Feeds

EMC touts screeching Hawq SQL performance for Hadoop

With Hive in one claw and an Impala in the other

HP ProLiant Gen8: Integrated lifecycle automation

EMC's Pivotal Initiative division made a big splash last week with the launch of its Pivotal HD distribution of Hadoop. This is not a normal Hadoop distribution, but one that takes the parallel guts of the Greenplum database and reworks them to transform the Hadoop Distributed File System (HDFS) into something that speaks perfectly fluent SQL.

As discussed previously, Pivotal HD will incorporate Project Hawq, an SQL database layer that rides atop of HDFS rather than trying to replace it with a NoSQL data store.

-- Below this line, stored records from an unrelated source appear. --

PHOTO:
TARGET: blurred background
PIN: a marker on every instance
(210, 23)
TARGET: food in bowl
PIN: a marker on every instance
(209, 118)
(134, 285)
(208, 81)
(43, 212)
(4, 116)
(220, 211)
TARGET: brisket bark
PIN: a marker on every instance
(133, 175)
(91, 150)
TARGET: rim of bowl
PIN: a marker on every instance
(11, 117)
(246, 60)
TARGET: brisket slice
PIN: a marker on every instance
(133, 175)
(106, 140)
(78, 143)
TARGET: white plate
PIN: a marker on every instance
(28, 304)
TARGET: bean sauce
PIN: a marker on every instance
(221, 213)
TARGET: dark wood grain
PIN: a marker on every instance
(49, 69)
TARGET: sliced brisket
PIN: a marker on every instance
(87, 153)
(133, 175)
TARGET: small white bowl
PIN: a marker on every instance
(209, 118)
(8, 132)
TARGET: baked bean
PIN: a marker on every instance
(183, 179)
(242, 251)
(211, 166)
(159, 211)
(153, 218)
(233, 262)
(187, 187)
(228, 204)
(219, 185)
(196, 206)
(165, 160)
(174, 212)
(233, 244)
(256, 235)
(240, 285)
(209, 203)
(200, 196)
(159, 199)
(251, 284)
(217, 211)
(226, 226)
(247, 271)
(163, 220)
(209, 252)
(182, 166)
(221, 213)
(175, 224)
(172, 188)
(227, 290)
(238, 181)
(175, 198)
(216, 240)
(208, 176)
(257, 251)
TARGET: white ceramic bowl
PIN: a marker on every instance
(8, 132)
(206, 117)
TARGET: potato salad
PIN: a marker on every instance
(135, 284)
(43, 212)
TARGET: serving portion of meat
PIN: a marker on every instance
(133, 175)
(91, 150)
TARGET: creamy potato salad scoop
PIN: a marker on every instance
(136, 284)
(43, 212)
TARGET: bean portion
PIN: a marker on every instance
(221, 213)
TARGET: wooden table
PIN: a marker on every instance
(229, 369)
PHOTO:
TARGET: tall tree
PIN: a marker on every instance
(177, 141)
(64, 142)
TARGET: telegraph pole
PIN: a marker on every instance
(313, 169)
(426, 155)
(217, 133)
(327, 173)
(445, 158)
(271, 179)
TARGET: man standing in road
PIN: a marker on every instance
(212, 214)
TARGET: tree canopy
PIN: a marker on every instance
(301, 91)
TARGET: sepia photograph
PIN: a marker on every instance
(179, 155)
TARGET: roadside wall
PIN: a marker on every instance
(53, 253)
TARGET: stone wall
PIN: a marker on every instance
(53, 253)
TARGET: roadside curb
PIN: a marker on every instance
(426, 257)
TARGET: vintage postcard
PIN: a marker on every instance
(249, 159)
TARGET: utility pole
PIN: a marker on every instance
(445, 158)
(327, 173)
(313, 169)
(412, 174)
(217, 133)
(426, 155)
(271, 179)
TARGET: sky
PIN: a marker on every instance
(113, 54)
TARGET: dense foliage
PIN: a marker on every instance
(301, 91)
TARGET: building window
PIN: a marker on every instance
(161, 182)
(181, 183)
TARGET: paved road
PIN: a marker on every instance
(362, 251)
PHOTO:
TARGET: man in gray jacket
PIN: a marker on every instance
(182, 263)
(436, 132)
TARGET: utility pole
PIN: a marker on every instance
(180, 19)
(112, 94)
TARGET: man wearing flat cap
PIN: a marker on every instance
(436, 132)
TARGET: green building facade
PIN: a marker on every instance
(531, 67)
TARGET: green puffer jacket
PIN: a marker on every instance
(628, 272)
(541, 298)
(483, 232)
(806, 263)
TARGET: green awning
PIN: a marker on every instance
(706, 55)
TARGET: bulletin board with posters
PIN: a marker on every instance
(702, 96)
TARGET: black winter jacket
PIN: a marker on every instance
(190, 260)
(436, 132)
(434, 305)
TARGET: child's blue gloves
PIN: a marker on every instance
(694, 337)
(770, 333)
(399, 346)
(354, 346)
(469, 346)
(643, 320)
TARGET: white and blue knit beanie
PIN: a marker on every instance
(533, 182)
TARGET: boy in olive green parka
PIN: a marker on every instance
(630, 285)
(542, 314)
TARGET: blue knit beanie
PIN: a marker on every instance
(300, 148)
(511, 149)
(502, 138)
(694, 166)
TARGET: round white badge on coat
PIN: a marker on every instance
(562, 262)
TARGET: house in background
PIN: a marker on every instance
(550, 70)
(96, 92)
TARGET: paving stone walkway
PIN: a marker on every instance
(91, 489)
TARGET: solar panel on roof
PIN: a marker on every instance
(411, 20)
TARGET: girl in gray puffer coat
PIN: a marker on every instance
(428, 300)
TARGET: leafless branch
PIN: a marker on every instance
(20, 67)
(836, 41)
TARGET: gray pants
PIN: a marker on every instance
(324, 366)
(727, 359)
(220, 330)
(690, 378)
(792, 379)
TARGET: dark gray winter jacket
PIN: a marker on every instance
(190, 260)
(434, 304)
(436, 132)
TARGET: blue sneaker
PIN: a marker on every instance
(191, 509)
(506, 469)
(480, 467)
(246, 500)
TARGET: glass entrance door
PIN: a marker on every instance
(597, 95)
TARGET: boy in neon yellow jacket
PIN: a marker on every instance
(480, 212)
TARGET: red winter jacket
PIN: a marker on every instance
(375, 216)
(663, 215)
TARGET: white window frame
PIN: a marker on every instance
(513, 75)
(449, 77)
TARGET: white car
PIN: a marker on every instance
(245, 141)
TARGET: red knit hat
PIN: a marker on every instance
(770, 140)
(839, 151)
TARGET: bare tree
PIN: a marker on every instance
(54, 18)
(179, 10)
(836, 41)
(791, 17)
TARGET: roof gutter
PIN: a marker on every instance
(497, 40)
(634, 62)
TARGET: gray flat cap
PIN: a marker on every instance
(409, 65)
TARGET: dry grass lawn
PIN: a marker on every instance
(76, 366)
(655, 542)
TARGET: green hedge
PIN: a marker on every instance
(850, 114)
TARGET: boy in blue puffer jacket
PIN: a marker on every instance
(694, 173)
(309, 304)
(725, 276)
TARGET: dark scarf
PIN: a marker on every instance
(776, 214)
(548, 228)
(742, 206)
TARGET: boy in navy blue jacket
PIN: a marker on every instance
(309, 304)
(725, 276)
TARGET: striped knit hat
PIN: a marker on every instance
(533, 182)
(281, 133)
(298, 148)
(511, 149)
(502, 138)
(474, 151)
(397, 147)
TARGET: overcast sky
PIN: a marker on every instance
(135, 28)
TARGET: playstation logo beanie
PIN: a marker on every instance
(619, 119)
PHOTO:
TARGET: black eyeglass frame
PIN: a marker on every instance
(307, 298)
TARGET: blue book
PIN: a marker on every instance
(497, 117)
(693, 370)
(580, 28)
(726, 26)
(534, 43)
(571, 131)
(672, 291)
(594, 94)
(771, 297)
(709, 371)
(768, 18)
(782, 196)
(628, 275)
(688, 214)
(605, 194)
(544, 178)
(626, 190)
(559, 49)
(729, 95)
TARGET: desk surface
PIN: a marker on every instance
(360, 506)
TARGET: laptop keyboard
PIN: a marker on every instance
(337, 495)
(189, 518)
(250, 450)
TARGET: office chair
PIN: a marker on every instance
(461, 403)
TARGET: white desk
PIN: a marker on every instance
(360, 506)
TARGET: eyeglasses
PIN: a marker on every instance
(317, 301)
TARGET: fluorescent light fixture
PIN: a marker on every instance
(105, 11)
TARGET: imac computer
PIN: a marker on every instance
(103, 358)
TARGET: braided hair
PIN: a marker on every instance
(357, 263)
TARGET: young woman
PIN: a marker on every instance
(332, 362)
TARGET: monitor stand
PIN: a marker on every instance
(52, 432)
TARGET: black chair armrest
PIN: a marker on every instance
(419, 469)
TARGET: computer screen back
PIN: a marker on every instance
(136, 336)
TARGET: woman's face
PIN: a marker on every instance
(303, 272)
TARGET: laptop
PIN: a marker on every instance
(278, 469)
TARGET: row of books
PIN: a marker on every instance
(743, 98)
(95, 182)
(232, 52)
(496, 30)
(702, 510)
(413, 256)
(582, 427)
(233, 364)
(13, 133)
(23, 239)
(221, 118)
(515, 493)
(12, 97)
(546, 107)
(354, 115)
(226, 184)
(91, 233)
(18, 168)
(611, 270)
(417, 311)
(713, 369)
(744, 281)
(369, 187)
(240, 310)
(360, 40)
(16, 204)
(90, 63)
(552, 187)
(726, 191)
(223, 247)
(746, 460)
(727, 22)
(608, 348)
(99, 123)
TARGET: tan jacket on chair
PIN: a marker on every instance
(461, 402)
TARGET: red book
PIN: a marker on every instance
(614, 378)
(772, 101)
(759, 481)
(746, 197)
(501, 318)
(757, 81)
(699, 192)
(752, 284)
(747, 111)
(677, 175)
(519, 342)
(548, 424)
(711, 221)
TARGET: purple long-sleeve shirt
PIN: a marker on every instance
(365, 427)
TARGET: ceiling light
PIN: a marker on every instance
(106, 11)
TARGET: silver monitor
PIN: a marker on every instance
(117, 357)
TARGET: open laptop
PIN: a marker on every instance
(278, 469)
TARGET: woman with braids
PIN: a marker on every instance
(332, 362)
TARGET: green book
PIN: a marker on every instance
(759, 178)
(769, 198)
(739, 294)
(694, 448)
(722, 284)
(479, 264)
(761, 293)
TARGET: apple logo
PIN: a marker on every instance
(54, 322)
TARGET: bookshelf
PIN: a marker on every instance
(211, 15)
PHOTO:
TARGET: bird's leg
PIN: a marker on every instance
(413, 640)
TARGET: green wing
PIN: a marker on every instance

How does this Hawq layer work, and just how fast is it? El Reg attended a presentation where Gavin Sherry, the Greenplum database chief architect who spearheaded the development of the Hawq database layer, took us through some of the details, while Josh Klahr, product manager for Pivotal HD, showed off EMC's latest Hadoop distro and the Hawq add-on.

EMC database chief architect Gavin Sherry

EMC database chief architect Gavin Sherry

Sherry started out by reminding everyone that Hawq speaks ANSI-compliant SQL, and any version of SQL at that. That means any kind of graphical tool, such as Tableau, can ride atop Hawq, as can EMC's own Chorus management tool and query dashboard. You can also, as Sherry pointed out, poke it with JDBC or ODBC queries, call it from Ruby, Python, Scala, Clojure, or other languages, or attack it from within an SQL console, as Sherry himself did during a demonstration.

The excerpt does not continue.